Alternatives considered

Other modifier keyword merging approaches

There has been intermittent discussion about which modifiers to allow or require on forward declarations versus definitions. There are advantages and disadvantages about redundancy and being able to copy-paste declarations. There might be strict requirements for some modifiers to be present in order to correctly use a forward declaration.

This proposal suggests a partial decision here, at least for a reasonable starting point that we can implement towards. This will likely evolve in future proposals, particularly as more keywords are added. However, this still offers a baseline.

The trade-offs we consider are:

  • Consistency in when a modifier keyword is expected (if applicable) is valuable.
    • Adding a keyword to an entity with a separate definition may require adding the keyword to the forward declaration, the separate definition, or both. It is disallowed where not required to be added.
      • For example, base is added to class C { ... }, and disallowed on class C;.
    • Although we could make keywords optional where it would not affect semantics, we prefer for the presence or absence of a keyword to carry a clear meaning.
      • For example, if base were optional to allow base class C;, then an adjacent class D; lends itself to being incorrectly interpreted as meaning “D is not a base class” when it actually means “D may or may not be a base class”.
  • Access control has a certain necessity for consistency, so that a consumer of a forward declaration would still be allowed to use the definition if refactored.
    • We could require similar consistency on extern, and should have more nuanced rules if the access control rules go beyond public and private. For example, a package-private type shouldn’t be allowed to be made public through an extern declaration; but package-private isn’t actually part of the language right now.
  • For a type, we are choosing to have minimal modifiers on the declaration.
    • The modifiers we disallow (abstract, base, final, and default) have no effect on uses because the forward declared type is incomplete.
      • Requiring them would end up leaking an implementation detail and create toil.
      • Requiring them would be somewhat inconsistent with C++.
    • extern is a special-case where its presence is intrinsic to the keyword’s semantics.
  • For type-scoped members, we are choosing to duplicate modifiers between the declaration and definition.

    • For example:

      class A {
        private class B;
      }
      // `private` is required here.
      private class A.B { ... }
      
    • There is more emphasis on being able to copy-paste a function declaration. This in particular may help developers more than classes because all the parameters must also be copied. Things such as static in C++ being declaration-only is also something we view as a source of friction rather than a benefit.
    • Modifiers such as virtual affect the calling convention of functions, and as a consequence must be on the first declaration.
    • A downside of this approach is that it means the class name is inserted in the middle of the out-of-scope definition, rather than near the front.
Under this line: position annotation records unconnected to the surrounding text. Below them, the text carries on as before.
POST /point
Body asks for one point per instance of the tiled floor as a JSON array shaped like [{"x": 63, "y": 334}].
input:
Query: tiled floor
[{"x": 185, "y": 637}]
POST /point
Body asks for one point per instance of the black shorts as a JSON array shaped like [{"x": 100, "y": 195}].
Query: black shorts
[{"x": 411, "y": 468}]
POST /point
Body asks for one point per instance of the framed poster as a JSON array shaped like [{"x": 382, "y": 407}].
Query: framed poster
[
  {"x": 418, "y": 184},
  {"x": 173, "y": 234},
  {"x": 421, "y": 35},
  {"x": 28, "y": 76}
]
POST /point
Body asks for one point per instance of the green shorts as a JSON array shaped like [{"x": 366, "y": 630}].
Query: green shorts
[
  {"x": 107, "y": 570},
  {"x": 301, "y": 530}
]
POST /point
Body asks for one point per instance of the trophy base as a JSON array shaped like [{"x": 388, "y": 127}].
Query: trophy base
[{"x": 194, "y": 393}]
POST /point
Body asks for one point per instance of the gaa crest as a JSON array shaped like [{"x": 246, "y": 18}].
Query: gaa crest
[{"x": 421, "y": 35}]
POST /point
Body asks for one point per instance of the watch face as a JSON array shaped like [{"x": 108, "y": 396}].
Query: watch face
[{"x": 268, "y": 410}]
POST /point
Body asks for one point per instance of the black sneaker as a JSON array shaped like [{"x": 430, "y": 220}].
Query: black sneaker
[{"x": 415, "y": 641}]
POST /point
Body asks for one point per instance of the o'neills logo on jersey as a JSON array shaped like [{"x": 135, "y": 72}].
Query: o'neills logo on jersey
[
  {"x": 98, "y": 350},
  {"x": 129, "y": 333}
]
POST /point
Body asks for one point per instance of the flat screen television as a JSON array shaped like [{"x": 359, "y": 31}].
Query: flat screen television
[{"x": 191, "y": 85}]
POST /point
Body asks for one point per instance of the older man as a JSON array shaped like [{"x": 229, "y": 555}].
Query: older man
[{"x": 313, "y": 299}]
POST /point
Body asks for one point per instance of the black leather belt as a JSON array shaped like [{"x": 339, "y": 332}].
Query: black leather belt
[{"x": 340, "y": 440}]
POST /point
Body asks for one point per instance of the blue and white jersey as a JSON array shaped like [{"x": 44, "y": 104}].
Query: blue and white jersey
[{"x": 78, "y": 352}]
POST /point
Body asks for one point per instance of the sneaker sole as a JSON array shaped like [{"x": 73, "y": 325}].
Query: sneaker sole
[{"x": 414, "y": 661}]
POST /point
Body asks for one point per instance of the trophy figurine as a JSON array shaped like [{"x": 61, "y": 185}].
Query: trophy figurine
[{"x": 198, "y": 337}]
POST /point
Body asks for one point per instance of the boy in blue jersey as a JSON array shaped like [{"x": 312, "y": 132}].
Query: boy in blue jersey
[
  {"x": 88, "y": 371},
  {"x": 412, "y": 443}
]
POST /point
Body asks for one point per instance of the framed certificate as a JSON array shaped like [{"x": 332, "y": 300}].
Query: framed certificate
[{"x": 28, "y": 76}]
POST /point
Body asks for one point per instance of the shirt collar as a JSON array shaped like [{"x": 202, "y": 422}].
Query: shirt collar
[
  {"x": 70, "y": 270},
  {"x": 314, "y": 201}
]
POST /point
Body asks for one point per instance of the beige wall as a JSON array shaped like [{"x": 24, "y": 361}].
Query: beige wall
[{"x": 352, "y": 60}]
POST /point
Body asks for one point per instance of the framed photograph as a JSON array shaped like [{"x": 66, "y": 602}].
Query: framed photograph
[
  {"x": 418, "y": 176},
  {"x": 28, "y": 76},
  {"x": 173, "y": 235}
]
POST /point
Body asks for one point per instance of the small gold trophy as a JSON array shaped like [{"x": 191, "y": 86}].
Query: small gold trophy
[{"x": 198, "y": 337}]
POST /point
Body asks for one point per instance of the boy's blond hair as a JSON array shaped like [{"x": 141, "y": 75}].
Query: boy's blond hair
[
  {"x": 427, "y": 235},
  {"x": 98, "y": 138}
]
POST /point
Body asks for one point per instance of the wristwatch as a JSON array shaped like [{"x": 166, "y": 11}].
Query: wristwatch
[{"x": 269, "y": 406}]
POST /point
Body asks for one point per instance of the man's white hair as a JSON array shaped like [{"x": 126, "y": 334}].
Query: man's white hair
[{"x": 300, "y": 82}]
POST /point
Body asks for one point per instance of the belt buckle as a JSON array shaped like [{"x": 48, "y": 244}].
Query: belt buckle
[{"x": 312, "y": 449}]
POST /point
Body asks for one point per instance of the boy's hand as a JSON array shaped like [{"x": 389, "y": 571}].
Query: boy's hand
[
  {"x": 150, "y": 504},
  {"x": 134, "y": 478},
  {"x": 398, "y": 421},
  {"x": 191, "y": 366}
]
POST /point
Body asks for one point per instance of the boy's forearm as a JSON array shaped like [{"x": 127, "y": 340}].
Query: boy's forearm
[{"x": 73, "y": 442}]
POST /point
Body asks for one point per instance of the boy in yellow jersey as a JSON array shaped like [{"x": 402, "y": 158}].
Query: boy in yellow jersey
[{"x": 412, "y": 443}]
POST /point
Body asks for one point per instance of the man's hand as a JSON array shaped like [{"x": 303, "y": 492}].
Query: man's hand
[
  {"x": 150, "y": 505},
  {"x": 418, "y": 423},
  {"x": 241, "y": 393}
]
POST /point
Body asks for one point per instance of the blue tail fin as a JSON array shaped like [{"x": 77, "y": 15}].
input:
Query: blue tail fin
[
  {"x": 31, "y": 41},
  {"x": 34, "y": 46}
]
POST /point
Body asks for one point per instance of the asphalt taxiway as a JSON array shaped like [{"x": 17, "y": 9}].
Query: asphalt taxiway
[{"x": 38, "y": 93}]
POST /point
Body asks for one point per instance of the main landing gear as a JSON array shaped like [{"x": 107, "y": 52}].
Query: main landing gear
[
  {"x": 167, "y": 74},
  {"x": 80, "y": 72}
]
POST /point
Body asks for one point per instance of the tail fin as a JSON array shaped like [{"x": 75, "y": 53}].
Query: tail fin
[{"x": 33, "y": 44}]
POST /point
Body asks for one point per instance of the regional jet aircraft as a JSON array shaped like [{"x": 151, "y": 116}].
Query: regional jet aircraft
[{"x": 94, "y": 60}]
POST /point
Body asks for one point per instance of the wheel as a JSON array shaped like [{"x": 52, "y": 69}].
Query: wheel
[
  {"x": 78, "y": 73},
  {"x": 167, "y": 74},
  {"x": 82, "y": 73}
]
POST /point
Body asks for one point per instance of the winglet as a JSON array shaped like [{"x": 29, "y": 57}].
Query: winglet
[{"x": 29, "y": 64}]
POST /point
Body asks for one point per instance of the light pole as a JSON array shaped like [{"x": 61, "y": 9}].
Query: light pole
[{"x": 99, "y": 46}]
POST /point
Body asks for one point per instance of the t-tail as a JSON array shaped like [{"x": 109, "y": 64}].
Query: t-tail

The most likely alternative would be to disallow most modifiers on out-of-line definitions after a forward declaration, for type member functions in specific. This would be because, unlike other situations, a member must have a forward declaration if there is an out-of-line definition. We would probably want to drop these collectively in order to maximize copy-paste ability (ideally, everything before fn is dropped). However, it would shift understandability of the definition in a way that may be harmful. For now this proposal suggests adopting the more verbose approach and seeing how it goes.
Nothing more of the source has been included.